68-year-old man presented with weakness of the hand.

  • Prior history of cervical myelopathy and carpal tunnel release three years ago
  • Mild positive Tinel's sign over the carpal tunnel
  • Phalen test negative
  • EMG study shows combination of findings: radiculopathy,
    symmetric sensory-motor length-dependent peripheral neuropathy,
    severe median neuropathy with sensory motor loss
  • MR Neurography was ordered for further evaluation

Clinical images

T1 TSE transverse with 3mm slices
T2 TSE transverse with fat saturation
PD TSE cor with fat sat
Thick Maximum Intensity Projection (MIP) of 3D PSIF water excitation

Interpretation

  • Inadequate release of flexor retinaculum
  • Bifid median nerve in the carpal tunnel with a persistent, median artery.

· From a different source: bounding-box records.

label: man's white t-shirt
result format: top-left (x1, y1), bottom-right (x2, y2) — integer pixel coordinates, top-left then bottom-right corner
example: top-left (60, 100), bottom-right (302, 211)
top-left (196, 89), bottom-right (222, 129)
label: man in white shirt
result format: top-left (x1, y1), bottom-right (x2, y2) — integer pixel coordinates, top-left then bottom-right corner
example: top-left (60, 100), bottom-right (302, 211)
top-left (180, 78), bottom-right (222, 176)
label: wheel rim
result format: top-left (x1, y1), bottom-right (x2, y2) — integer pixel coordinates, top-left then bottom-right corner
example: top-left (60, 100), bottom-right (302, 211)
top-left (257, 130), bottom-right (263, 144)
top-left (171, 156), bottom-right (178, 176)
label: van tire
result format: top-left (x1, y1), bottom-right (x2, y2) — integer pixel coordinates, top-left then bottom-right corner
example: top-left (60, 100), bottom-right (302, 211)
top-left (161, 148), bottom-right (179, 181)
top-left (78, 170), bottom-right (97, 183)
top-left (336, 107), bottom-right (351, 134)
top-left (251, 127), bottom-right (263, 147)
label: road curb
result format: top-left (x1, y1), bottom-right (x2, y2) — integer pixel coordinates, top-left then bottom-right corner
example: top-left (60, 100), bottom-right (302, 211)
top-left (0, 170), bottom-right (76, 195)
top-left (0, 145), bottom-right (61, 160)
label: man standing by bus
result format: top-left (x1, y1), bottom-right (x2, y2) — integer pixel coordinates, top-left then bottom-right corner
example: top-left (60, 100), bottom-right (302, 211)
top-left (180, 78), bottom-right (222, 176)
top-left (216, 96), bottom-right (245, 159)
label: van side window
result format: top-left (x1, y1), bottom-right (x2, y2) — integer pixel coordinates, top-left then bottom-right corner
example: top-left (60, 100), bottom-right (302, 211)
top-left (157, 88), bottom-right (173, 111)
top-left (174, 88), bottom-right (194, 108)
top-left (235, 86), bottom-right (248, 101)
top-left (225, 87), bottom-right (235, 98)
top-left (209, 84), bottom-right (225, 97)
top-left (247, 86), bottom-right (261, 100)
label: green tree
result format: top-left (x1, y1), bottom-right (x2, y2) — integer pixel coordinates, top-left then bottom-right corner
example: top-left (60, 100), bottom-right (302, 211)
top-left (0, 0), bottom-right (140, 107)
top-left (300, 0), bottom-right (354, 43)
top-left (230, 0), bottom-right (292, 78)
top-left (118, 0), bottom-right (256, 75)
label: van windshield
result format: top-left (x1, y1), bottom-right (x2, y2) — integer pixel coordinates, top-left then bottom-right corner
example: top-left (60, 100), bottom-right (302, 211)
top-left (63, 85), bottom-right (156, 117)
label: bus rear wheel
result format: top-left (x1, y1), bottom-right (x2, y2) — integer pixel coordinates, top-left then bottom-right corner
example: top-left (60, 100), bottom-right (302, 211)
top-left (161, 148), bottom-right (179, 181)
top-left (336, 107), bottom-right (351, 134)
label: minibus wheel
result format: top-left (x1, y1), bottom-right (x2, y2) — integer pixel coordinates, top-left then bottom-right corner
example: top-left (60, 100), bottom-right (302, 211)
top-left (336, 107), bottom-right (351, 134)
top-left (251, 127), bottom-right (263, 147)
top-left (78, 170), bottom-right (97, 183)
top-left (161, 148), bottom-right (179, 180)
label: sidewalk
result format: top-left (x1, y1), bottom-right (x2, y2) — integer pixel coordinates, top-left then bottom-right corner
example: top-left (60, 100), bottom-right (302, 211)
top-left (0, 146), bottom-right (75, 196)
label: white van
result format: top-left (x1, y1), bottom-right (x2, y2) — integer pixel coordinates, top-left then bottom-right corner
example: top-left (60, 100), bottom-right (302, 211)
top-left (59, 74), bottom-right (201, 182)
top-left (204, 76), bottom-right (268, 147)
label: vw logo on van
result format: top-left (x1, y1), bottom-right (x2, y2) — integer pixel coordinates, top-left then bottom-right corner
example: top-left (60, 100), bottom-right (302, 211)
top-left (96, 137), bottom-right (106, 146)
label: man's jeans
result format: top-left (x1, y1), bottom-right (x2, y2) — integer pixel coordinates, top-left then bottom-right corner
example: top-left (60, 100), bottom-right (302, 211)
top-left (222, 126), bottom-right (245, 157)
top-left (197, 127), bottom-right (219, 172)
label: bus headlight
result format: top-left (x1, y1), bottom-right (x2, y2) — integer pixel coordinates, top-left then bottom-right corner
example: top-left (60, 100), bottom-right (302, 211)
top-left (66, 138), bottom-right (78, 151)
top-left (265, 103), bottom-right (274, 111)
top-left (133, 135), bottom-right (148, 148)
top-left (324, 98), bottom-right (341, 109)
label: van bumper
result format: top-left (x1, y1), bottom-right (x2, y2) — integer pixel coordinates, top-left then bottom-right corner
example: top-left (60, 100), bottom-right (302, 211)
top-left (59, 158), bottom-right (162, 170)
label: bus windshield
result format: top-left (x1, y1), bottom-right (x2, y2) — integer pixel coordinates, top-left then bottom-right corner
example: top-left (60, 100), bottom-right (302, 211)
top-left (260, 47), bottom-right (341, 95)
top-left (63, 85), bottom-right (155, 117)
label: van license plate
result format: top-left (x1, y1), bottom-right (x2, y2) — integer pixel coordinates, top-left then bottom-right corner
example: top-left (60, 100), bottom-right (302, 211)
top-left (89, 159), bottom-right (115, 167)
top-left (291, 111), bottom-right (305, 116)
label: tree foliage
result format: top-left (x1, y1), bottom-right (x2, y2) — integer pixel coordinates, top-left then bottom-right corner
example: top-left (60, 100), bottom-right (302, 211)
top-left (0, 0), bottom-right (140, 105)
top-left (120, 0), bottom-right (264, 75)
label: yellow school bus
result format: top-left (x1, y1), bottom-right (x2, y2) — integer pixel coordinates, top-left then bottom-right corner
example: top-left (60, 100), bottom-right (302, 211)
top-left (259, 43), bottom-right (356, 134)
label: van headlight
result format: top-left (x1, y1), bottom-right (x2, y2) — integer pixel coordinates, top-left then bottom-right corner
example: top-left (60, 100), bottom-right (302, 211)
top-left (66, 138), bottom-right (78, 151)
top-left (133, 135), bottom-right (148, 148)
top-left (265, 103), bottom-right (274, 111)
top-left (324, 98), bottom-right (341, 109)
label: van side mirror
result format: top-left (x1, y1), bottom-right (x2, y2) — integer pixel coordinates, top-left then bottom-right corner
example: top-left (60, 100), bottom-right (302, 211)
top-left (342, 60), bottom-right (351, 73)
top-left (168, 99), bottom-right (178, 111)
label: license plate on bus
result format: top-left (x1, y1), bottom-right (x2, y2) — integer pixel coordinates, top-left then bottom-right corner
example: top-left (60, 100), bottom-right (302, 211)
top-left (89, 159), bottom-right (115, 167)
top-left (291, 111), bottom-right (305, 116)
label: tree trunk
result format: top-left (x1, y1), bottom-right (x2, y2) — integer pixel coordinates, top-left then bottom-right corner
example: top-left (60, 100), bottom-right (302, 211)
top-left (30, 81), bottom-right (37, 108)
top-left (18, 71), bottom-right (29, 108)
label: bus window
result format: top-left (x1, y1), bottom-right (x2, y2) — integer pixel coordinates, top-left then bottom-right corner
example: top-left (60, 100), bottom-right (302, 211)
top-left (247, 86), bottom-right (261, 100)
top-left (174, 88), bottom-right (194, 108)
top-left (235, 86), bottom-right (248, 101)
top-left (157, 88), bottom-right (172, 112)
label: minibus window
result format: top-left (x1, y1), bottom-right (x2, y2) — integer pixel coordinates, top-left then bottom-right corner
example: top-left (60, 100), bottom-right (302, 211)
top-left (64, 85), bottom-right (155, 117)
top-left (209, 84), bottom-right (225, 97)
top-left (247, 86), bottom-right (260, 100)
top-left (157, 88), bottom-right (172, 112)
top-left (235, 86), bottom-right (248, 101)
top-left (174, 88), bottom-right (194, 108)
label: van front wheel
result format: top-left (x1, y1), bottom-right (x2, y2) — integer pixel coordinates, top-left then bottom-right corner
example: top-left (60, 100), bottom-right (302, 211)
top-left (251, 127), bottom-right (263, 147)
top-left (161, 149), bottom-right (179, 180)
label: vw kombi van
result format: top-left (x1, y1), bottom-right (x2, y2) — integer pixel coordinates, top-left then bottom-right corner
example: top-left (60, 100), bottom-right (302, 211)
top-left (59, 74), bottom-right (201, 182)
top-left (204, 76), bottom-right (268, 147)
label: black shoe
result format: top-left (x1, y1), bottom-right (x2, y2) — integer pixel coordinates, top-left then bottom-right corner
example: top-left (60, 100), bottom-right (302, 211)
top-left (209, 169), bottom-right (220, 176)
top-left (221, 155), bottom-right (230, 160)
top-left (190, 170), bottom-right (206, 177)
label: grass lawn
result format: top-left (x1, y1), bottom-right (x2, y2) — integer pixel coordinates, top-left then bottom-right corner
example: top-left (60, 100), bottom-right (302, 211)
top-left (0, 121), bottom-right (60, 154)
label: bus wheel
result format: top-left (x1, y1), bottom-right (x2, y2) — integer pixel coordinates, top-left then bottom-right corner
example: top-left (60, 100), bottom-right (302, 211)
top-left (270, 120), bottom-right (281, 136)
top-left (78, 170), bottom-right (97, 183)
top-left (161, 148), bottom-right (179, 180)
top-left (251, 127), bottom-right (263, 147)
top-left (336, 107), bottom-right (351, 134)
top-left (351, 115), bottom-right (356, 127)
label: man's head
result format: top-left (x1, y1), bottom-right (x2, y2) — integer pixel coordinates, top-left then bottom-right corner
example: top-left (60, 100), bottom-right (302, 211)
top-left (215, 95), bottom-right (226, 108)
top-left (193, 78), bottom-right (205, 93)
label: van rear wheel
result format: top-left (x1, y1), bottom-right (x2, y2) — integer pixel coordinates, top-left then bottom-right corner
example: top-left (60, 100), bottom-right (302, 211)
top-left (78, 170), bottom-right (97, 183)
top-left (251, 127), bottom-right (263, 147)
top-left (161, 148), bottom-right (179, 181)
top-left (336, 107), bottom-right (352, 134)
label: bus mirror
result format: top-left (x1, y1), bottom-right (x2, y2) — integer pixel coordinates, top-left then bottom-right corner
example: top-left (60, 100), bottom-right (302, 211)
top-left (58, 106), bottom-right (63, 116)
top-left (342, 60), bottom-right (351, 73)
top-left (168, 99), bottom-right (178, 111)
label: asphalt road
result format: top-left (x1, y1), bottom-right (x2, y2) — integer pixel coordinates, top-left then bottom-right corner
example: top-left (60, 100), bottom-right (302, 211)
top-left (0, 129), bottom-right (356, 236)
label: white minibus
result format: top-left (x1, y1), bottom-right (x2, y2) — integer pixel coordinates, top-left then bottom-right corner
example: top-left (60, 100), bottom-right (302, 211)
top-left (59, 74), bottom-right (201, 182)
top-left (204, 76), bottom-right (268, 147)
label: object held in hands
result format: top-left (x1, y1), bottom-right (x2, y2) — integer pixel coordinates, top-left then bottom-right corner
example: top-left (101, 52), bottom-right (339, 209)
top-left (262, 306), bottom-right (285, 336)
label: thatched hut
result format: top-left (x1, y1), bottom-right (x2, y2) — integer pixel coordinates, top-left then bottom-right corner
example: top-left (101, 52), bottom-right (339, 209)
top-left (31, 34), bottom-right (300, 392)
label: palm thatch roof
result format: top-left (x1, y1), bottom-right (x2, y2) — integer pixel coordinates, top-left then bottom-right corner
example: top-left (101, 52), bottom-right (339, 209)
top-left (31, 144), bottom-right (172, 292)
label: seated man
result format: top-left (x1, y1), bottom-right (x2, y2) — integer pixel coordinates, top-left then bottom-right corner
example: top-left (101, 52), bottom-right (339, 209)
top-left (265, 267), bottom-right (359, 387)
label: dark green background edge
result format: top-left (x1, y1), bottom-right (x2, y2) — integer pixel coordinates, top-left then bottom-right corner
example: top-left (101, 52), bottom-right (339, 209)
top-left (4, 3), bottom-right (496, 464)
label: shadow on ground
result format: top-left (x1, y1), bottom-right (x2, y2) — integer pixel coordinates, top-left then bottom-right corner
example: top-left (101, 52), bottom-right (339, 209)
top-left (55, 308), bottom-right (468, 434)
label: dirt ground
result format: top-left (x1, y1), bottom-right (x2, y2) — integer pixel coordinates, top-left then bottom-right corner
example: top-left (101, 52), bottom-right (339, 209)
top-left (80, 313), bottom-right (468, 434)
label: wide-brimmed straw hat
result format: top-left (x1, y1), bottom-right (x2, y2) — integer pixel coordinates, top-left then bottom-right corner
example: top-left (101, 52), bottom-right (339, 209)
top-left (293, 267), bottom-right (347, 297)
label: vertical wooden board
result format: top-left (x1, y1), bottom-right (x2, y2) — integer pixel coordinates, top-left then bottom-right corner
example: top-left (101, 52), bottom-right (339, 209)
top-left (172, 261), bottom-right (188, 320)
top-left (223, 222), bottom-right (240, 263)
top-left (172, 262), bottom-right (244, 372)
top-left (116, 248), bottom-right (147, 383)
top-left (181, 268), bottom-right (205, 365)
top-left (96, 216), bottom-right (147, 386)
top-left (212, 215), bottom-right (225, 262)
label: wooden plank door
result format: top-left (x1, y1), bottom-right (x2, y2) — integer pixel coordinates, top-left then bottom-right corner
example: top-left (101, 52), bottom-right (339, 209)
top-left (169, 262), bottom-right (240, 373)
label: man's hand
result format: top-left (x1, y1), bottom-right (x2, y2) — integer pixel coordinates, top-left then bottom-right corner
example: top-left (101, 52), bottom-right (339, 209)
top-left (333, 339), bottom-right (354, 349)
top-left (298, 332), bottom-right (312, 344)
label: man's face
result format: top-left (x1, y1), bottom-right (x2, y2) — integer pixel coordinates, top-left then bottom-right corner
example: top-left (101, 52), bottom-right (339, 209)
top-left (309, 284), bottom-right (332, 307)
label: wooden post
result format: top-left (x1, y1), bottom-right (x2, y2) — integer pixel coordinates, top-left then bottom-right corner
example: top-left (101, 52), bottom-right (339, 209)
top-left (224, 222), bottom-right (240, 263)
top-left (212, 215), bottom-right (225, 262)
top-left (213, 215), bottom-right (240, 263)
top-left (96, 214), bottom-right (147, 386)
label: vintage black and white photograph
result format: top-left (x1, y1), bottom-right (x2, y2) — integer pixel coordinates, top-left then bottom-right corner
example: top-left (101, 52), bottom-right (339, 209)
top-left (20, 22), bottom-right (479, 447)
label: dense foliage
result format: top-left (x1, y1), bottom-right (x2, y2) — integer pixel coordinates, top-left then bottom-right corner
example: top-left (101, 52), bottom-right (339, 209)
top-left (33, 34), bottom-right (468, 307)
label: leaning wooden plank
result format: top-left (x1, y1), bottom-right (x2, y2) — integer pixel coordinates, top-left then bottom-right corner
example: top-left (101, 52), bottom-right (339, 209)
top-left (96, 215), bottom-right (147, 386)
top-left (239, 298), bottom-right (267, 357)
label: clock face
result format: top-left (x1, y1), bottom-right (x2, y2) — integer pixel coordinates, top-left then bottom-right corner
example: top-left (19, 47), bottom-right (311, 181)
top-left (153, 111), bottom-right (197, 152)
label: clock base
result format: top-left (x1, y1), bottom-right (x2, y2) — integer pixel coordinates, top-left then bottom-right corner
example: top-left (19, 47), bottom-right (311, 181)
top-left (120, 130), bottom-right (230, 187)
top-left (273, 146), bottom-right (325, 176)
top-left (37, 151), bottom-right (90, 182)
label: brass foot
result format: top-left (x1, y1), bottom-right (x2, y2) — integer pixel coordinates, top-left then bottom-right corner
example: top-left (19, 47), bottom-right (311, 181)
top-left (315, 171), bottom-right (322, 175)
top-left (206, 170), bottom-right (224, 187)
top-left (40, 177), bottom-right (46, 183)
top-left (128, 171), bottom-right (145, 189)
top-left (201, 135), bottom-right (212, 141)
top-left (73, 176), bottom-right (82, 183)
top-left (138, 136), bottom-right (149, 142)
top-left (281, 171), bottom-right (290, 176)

Mild hyperintensity of the nerve bundles, beginning at the proximal flexor retinaculum, extending into the proximal branches with moderate hyperintensity distally. Minimal flattening of the nerves in the proximal carpal tunnel. Prominent fascicles in the ulnar and radial bundles in the proximal palm
  • Distally, a palmar neuroma in the ulnar sided division of the nerve measuring 10 x 6 x 6 mm at the level of the proximal metacarpal diaphysis of the middle finger
  • Coronal fs PD, PSIF and DTI (not shown) show the neuroma in continuity

Consequences for treatment

  • Repeat flexor retinaculum release needed. Consequently, it was performed resulting in decrease in patient symptoms
  • MRN is important prognostically:
    The neuroma in continuity will not allow complete return of function.